An older text that may be hard to find is Hopcroft and Ullman's "Introduction to Automata Theory, Languages, and Computation". There are a number of editions --- I have heard that '79 is the best, in as much as it pulls the fewest punches in introducing complex stuff. It a legitimate, albeit small textbook, and it introduces the whole field, not just what you're looking for. I suggest this on the likely vain hope that maybe one of those "trickier" proofs other sources leave out may be your key.
As a gentler starting point, there are a few handy "benchmark" languages.
- If your model can recognize the language of all strings where there are the same number of As and Bs in a string, then it is at least more powerful than FSM.
- If it can't, then it may be equivalent to FSM.
- Similarly, if your model can recognize the language of all strings where the are the same number of As, Bs, and Cs in a string, then it is more powerful than a CFG, or PDA.

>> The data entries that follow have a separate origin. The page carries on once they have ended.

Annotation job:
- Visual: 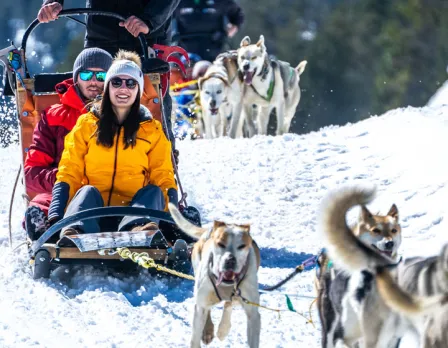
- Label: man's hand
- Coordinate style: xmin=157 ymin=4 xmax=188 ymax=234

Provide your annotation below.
xmin=37 ymin=2 xmax=62 ymax=23
xmin=120 ymin=16 xmax=149 ymax=37
xmin=227 ymin=23 xmax=238 ymax=37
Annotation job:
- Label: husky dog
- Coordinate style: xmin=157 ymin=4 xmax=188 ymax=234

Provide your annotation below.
xmin=318 ymin=188 xmax=404 ymax=348
xmin=376 ymin=244 xmax=448 ymax=348
xmin=168 ymin=203 xmax=261 ymax=348
xmin=198 ymin=51 xmax=242 ymax=138
xmin=230 ymin=35 xmax=307 ymax=138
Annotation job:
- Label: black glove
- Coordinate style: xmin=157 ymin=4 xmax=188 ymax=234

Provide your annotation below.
xmin=173 ymin=149 xmax=179 ymax=166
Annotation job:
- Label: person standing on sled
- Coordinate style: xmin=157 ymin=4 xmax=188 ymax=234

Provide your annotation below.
xmin=173 ymin=0 xmax=244 ymax=62
xmin=48 ymin=51 xmax=189 ymax=271
xmin=37 ymin=0 xmax=180 ymax=161
xmin=24 ymin=48 xmax=112 ymax=240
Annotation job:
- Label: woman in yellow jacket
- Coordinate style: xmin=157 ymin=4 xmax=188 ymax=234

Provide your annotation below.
xmin=48 ymin=51 xmax=178 ymax=237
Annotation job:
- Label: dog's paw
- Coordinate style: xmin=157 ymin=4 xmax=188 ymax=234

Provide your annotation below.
xmin=216 ymin=323 xmax=230 ymax=341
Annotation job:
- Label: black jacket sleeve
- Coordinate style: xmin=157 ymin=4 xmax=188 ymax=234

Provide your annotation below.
xmin=221 ymin=0 xmax=244 ymax=27
xmin=141 ymin=0 xmax=180 ymax=32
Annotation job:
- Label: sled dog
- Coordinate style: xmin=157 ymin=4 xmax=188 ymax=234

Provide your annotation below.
xmin=169 ymin=203 xmax=261 ymax=348
xmin=230 ymin=35 xmax=307 ymax=138
xmin=318 ymin=187 xmax=405 ymax=348
xmin=198 ymin=51 xmax=242 ymax=138
xmin=376 ymin=244 xmax=448 ymax=348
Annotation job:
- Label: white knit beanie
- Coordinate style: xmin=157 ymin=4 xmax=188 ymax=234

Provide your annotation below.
xmin=104 ymin=59 xmax=143 ymax=98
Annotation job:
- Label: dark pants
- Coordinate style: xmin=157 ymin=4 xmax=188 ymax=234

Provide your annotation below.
xmin=63 ymin=185 xmax=165 ymax=233
xmin=163 ymin=88 xmax=176 ymax=149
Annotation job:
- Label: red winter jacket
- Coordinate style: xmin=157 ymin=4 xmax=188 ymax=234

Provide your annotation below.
xmin=25 ymin=79 xmax=86 ymax=194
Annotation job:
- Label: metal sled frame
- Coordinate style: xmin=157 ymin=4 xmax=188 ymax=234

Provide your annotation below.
xmin=0 ymin=9 xmax=196 ymax=276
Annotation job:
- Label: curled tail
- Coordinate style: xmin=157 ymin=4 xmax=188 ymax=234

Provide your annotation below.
xmin=296 ymin=60 xmax=308 ymax=76
xmin=168 ymin=203 xmax=207 ymax=239
xmin=319 ymin=187 xmax=394 ymax=273
xmin=376 ymin=267 xmax=448 ymax=316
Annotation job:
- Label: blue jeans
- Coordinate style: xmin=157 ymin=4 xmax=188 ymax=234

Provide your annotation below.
xmin=63 ymin=185 xmax=165 ymax=233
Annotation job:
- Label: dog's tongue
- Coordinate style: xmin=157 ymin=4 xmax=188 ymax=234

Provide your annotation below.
xmin=243 ymin=72 xmax=254 ymax=85
xmin=216 ymin=271 xmax=236 ymax=286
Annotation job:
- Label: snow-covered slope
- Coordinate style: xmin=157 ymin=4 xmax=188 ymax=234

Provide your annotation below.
xmin=0 ymin=106 xmax=448 ymax=348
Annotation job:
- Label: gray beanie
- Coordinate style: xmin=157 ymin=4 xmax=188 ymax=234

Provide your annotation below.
xmin=73 ymin=47 xmax=113 ymax=83
xmin=104 ymin=59 xmax=143 ymax=98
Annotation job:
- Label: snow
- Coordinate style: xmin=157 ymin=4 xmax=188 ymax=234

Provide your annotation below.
xmin=0 ymin=106 xmax=448 ymax=348
xmin=427 ymin=78 xmax=448 ymax=107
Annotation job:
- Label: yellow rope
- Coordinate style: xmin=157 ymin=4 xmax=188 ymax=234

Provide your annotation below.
xmin=117 ymin=248 xmax=316 ymax=328
xmin=117 ymin=248 xmax=194 ymax=280
xmin=170 ymin=80 xmax=198 ymax=90
xmin=235 ymin=295 xmax=316 ymax=328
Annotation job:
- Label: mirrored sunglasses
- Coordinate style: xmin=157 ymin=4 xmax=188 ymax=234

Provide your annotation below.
xmin=79 ymin=70 xmax=106 ymax=82
xmin=110 ymin=77 xmax=137 ymax=89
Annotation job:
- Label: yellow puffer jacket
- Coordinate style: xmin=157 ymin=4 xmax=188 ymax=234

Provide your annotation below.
xmin=56 ymin=107 xmax=177 ymax=209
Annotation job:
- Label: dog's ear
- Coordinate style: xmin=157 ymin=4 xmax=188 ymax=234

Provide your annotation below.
xmin=360 ymin=205 xmax=373 ymax=221
xmin=198 ymin=77 xmax=205 ymax=89
xmin=257 ymin=35 xmax=266 ymax=49
xmin=213 ymin=220 xmax=226 ymax=230
xmin=387 ymin=204 xmax=398 ymax=220
xmin=240 ymin=36 xmax=250 ymax=47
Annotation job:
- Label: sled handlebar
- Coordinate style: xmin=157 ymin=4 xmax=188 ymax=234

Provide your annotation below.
xmin=21 ymin=8 xmax=148 ymax=76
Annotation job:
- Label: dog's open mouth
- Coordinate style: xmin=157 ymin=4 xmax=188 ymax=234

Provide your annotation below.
xmin=216 ymin=271 xmax=238 ymax=286
xmin=372 ymin=244 xmax=392 ymax=258
xmin=243 ymin=70 xmax=255 ymax=85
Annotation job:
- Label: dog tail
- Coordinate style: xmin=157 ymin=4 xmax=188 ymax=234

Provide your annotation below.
xmin=319 ymin=186 xmax=394 ymax=273
xmin=168 ymin=203 xmax=207 ymax=239
xmin=296 ymin=60 xmax=308 ymax=76
xmin=376 ymin=267 xmax=448 ymax=316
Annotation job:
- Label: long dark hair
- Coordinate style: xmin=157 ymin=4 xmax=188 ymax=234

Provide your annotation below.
xmin=93 ymin=86 xmax=140 ymax=149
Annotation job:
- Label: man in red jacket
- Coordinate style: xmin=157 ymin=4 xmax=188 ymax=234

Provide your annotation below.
xmin=25 ymin=48 xmax=112 ymax=240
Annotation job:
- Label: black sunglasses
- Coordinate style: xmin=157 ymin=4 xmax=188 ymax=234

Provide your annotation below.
xmin=110 ymin=77 xmax=137 ymax=89
xmin=79 ymin=70 xmax=106 ymax=82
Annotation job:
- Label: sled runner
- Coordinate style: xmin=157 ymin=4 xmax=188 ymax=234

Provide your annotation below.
xmin=0 ymin=9 xmax=200 ymax=279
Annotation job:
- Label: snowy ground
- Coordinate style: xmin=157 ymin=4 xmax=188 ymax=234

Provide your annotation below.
xmin=427 ymin=79 xmax=448 ymax=107
xmin=0 ymin=106 xmax=448 ymax=348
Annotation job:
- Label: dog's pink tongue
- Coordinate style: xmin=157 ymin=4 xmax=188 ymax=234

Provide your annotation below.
xmin=243 ymin=72 xmax=254 ymax=85
xmin=216 ymin=271 xmax=235 ymax=286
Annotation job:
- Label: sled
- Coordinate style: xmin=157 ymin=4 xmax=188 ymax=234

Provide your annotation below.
xmin=0 ymin=9 xmax=201 ymax=279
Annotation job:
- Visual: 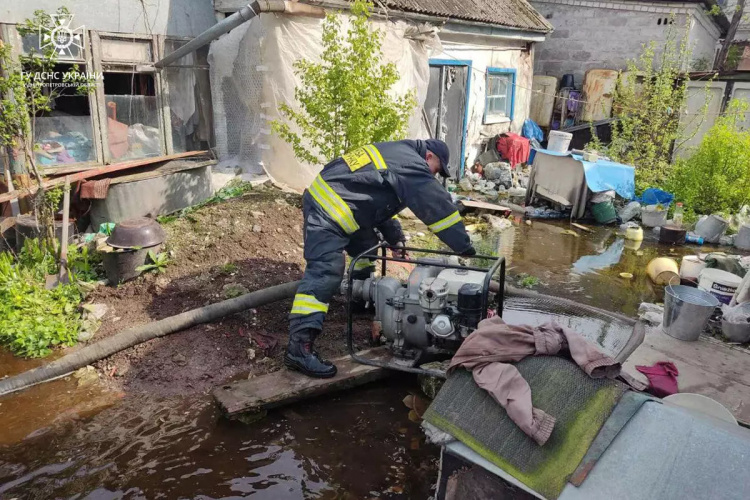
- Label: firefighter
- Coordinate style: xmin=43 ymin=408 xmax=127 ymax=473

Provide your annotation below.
xmin=284 ymin=139 xmax=476 ymax=378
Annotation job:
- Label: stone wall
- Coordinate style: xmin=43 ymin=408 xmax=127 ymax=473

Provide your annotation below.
xmin=531 ymin=0 xmax=719 ymax=86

These "benchmark languages" are really just functions in disguise --- the first is basically asking if 2 unary numbers are equal, the second is asking if 3 unary numbers are equal. They are nice and simple, and are well-known to be above or below the capabilities of particular models. I don't know simple ones for the more complex machines, so you may be on your own.
Note that for the model "LBA", linearly bounded automata, I believe that there is no known natural language that is computable with a TM, but NOT an LBA. This statement is drawn from hazy memories, so don't take it as a formal proof. :)
Note (lastly) that the "benchmark" languages ARE NOT ESTABLISHING EQUALITY. That is to say, if your model cannot compare 2 unary numbers, that does not mean it is necessarily equivalent to a FSM, it could be even weaker. The languages would only establish what it is greater than in power, or less than in power.
On a completely (completely) different track, Sipser's book does do proofs of equivalence between regexes and FSM, as well as between PDAs and CFGs. I'm not sure how helpful that will be, as you are quite vague on what sort of model of computation you're considering, but if you're dead-set on equivalence, those may be good starting points.